Hone your resilience.
As Pao tells it, you'll need it. "Have a thick skin; it naturally gets thicker over time," she writes. She continues:
Earlier this year, my suit against a long-established VC firm for gender discrimination and retaliation went to trial, and I was repeatedly cursed out, threatened, and belittled on multiple social platforms. As Reddit's CEO, when I made changes to remove unauthorized nude photos, including revenge porn, and overt harassment, I was called the "most hated person on the Internet"; a recent article even called me a "pariah of Silicon Valley."
With so much feedback coming at her during that time at Reddit, Pao says she protected herself by filtering what she calls the "helpful" comments from the "unhelpful." Helpful include specific support or opinions, with context. Unhelpful?

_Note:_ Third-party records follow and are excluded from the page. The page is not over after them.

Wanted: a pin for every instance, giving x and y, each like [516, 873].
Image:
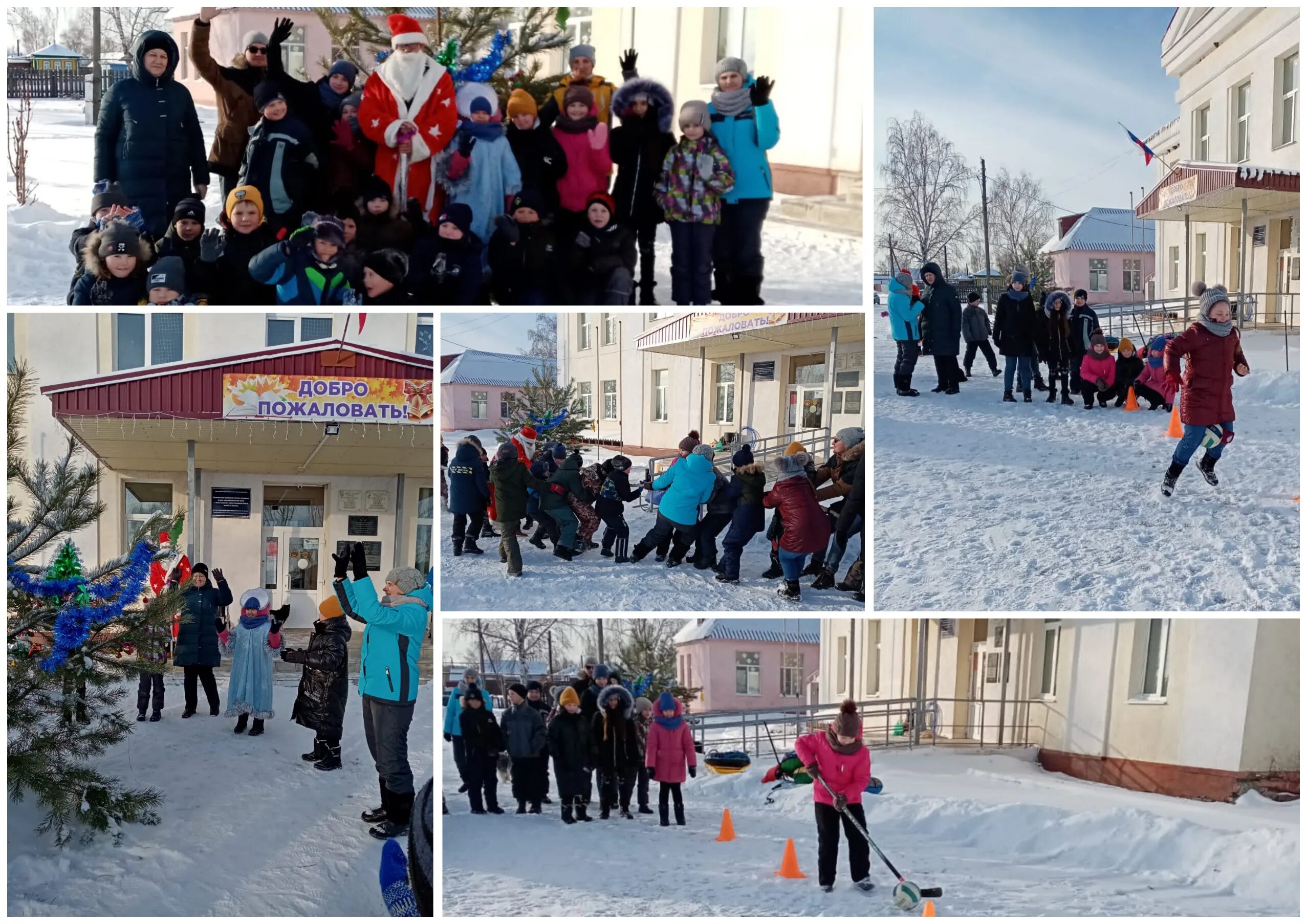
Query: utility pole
[985, 217]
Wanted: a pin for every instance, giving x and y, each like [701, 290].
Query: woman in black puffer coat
[324, 684]
[149, 140]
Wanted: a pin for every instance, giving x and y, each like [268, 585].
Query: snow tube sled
[727, 762]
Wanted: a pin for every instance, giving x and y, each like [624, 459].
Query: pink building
[748, 664]
[309, 45]
[1107, 253]
[477, 388]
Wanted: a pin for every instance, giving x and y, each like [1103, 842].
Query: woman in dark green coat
[198, 637]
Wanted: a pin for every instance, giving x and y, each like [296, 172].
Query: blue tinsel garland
[72, 625]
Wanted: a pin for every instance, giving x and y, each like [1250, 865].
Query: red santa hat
[404, 31]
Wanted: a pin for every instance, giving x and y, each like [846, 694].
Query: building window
[1131, 274]
[748, 673]
[609, 399]
[661, 395]
[1156, 668]
[425, 340]
[1242, 124]
[1098, 275]
[1202, 134]
[793, 675]
[423, 548]
[725, 408]
[1053, 637]
[142, 501]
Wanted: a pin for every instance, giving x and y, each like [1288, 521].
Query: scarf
[577, 126]
[731, 102]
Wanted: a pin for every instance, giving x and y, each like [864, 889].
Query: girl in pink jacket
[839, 762]
[668, 753]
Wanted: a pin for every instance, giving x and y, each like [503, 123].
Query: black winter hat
[388, 263]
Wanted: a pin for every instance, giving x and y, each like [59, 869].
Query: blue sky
[1032, 89]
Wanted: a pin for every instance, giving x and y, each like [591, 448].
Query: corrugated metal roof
[796, 632]
[1107, 230]
[476, 368]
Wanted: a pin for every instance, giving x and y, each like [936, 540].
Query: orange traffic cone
[790, 863]
[727, 828]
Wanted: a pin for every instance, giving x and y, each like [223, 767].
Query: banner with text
[324, 398]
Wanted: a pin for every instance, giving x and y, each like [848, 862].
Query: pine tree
[475, 28]
[62, 696]
[544, 400]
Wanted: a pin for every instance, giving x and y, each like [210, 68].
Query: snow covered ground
[247, 828]
[983, 505]
[1000, 835]
[593, 582]
[804, 266]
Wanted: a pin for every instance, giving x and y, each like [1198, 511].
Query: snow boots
[1173, 472]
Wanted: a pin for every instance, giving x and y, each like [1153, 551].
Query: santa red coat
[434, 112]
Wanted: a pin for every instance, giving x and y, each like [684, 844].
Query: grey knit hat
[406, 579]
[736, 64]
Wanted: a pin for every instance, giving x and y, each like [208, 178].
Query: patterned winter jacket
[683, 194]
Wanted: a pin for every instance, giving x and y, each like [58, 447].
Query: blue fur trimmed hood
[659, 97]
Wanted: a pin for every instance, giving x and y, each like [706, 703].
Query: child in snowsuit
[305, 267]
[975, 333]
[747, 520]
[611, 508]
[570, 746]
[640, 147]
[1097, 373]
[323, 683]
[116, 259]
[251, 646]
[483, 740]
[470, 493]
[1152, 385]
[839, 764]
[696, 175]
[1128, 368]
[617, 753]
[668, 755]
[1212, 352]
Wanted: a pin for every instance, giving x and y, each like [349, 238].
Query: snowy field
[594, 582]
[247, 828]
[1000, 835]
[983, 505]
[804, 266]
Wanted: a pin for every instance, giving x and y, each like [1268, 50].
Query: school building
[282, 438]
[649, 378]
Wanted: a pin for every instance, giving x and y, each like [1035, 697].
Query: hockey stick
[933, 892]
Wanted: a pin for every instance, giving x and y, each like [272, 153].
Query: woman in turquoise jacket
[905, 310]
[388, 676]
[685, 485]
[746, 124]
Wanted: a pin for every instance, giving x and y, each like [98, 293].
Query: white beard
[406, 71]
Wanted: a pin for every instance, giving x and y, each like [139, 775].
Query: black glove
[212, 245]
[359, 561]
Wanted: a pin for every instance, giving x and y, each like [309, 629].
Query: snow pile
[247, 828]
[999, 835]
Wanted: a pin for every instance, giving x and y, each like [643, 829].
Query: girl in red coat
[668, 752]
[839, 760]
[1207, 407]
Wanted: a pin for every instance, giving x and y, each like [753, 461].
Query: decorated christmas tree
[74, 633]
[551, 409]
[461, 36]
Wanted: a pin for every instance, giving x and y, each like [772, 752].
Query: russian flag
[1148, 152]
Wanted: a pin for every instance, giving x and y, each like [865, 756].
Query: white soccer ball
[907, 896]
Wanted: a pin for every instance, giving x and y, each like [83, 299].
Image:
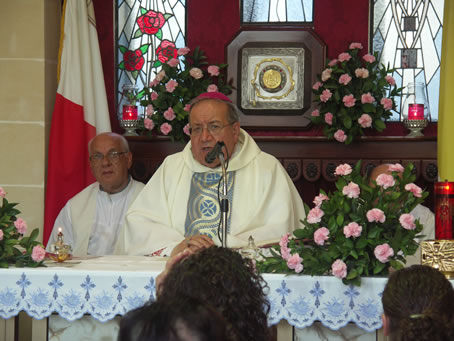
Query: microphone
[213, 153]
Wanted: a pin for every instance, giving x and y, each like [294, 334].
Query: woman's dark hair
[222, 278]
[419, 302]
[182, 319]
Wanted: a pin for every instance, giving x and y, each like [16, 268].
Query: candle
[416, 112]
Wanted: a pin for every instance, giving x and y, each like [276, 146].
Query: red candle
[130, 112]
[416, 111]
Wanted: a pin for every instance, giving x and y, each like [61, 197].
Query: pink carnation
[320, 235]
[165, 128]
[416, 190]
[339, 269]
[349, 101]
[383, 252]
[407, 221]
[340, 135]
[38, 253]
[376, 214]
[351, 190]
[352, 230]
[365, 121]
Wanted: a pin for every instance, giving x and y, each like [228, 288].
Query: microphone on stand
[215, 152]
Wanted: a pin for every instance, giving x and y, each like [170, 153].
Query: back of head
[223, 279]
[419, 303]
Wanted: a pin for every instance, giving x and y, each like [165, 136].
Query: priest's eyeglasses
[111, 156]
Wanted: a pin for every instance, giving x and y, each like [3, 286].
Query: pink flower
[355, 46]
[397, 167]
[294, 262]
[213, 70]
[320, 235]
[407, 221]
[340, 135]
[171, 85]
[387, 103]
[21, 226]
[148, 123]
[315, 215]
[369, 58]
[196, 73]
[349, 101]
[385, 181]
[169, 114]
[212, 88]
[325, 96]
[345, 79]
[367, 98]
[365, 121]
[165, 128]
[390, 80]
[361, 73]
[38, 253]
[326, 74]
[383, 252]
[352, 230]
[344, 56]
[339, 269]
[416, 190]
[351, 190]
[376, 214]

"Rape threats, death threats, and insults are unhelpful." She seems to broaden this comment out to apply to women more generally--you know, those not regularly being dealt death threats, but those rather being victims of subtle sexism day in and day out. "Being told to smile more, gain or lose weight, or give up on an important value and activity--unhelpful."

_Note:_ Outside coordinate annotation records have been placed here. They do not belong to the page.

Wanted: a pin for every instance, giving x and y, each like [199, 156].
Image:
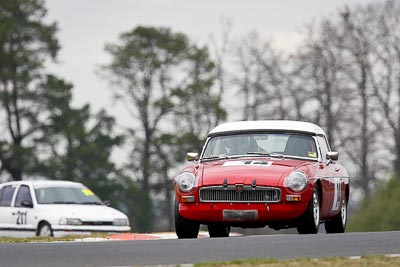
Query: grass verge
[365, 261]
[6, 239]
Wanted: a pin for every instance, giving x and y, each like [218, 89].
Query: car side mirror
[332, 155]
[192, 156]
[27, 204]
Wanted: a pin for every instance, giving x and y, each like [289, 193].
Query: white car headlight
[121, 222]
[70, 221]
[296, 181]
[186, 181]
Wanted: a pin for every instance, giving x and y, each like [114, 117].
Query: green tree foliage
[379, 212]
[79, 145]
[166, 85]
[25, 43]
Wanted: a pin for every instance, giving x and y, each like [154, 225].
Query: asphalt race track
[173, 251]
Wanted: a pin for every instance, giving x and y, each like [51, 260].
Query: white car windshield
[284, 144]
[66, 195]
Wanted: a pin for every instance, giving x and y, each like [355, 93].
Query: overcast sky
[86, 25]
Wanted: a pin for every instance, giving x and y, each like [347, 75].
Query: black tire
[309, 221]
[218, 230]
[338, 223]
[44, 229]
[185, 228]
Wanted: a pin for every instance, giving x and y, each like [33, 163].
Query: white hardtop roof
[268, 125]
[43, 183]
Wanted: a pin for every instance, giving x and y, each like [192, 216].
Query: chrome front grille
[240, 193]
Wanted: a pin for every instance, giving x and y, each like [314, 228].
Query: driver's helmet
[236, 144]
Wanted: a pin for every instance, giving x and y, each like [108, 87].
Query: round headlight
[296, 181]
[186, 181]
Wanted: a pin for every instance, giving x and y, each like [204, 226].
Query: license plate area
[240, 215]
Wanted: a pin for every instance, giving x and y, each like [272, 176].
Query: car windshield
[66, 195]
[272, 144]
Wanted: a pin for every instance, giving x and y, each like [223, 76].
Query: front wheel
[309, 222]
[218, 230]
[338, 223]
[185, 228]
[45, 230]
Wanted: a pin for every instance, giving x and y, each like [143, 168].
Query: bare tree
[387, 71]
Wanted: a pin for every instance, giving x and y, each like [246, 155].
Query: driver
[236, 144]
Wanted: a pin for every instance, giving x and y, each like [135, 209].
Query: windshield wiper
[215, 158]
[91, 203]
[275, 155]
[62, 202]
[258, 153]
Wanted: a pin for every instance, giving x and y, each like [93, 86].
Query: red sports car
[257, 173]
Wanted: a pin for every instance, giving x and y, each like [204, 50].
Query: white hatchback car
[55, 208]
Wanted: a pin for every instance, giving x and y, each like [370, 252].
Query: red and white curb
[140, 236]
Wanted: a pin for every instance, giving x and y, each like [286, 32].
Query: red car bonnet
[266, 171]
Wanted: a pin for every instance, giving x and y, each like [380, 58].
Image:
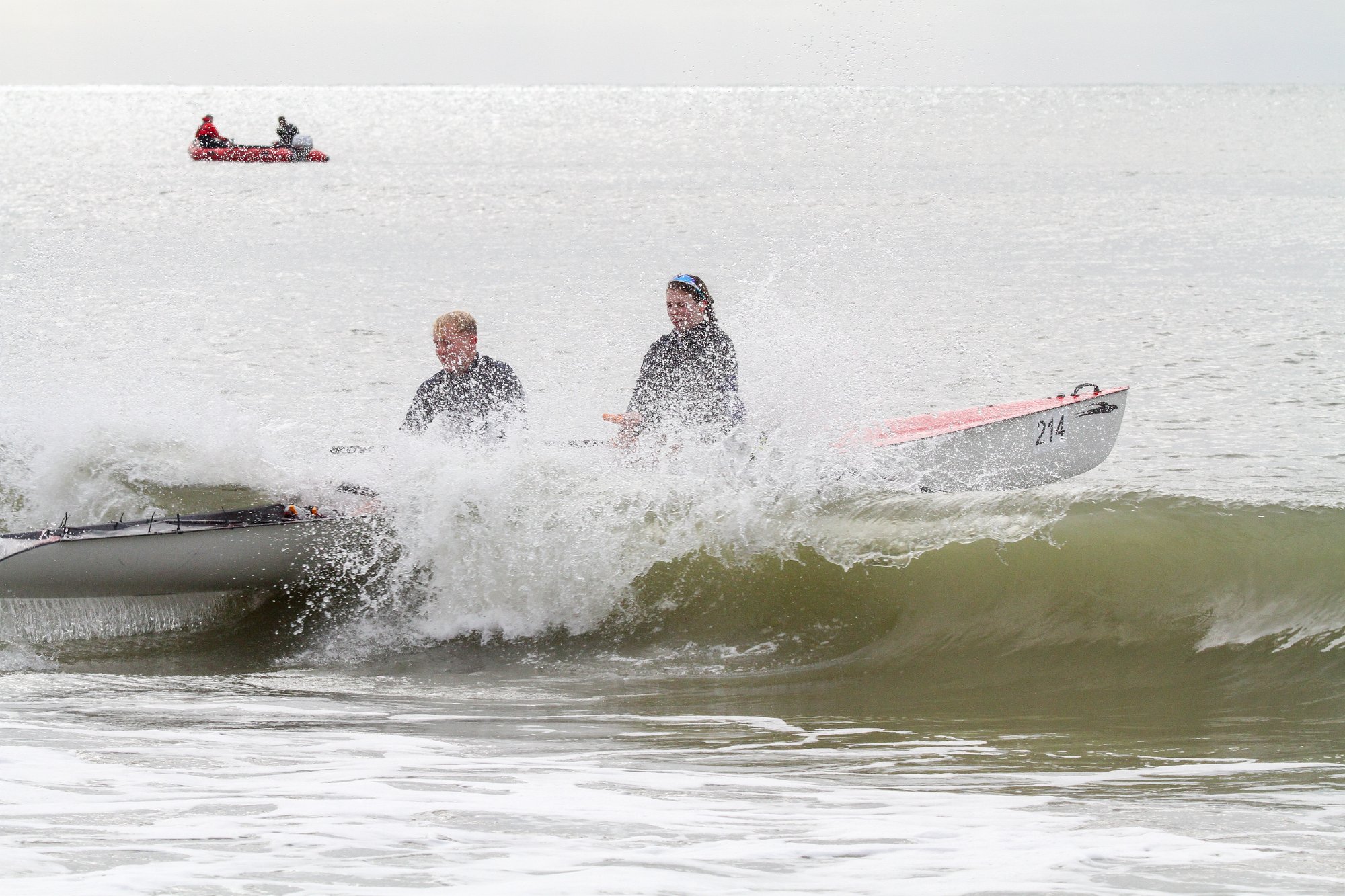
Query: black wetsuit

Speak up. Don't be silent.
Silence is many peoples' natural response to being shamed or harassed. And, how many times are we told not to "feed the trolls?" Pao says toss out that logic. Speaking up, she writes, is essential to changing the course for not just our lives, but also the lives of future women as they strive to do their best in the workplace. She explains:
Sharing my story privately, and eventually publicly, meant a lot to me and to others. Women and men are talking about gender and discrimination issues across the globe. When I shared my experiences with another woman investor, she described her own story of harassment. She hadn't shared it with anyone--including her husband--because she felt ashamed that she might have invited it. Another friend pointed out that his mom had been moved to a broom-closet-sized office upon being promoted; a third said she had been written out of the history of a successful company's founding. Strangers shared their woes and thanked me for publicly announcing what they found too painful or risky to share themselves.
The hint of sun peeking out behind these clouds is, Pao writes, that things are, in fact, getting better for women in the workplace. Still, a fog obscures those rays: regardless of advances for all sorts of non-white-men people in the workplace, Pao concedes that the office is still "not a meritocracy." She goes on to say that "some places and people will treat you worse than others. When you are thinking about a school, job, or role somewhere, and it doesn't look right to you, trust your gut." If it's not feeling good, do yourself a favor right away, she says: Get out.
"You'll hear all kinds of defenses, but if they really want women and minorities as employees and leaders, why aren't their numbers higher? Either they don't really want them or they are incompetent," she writes. "You shouldn't work for them either way. If you have the option, run."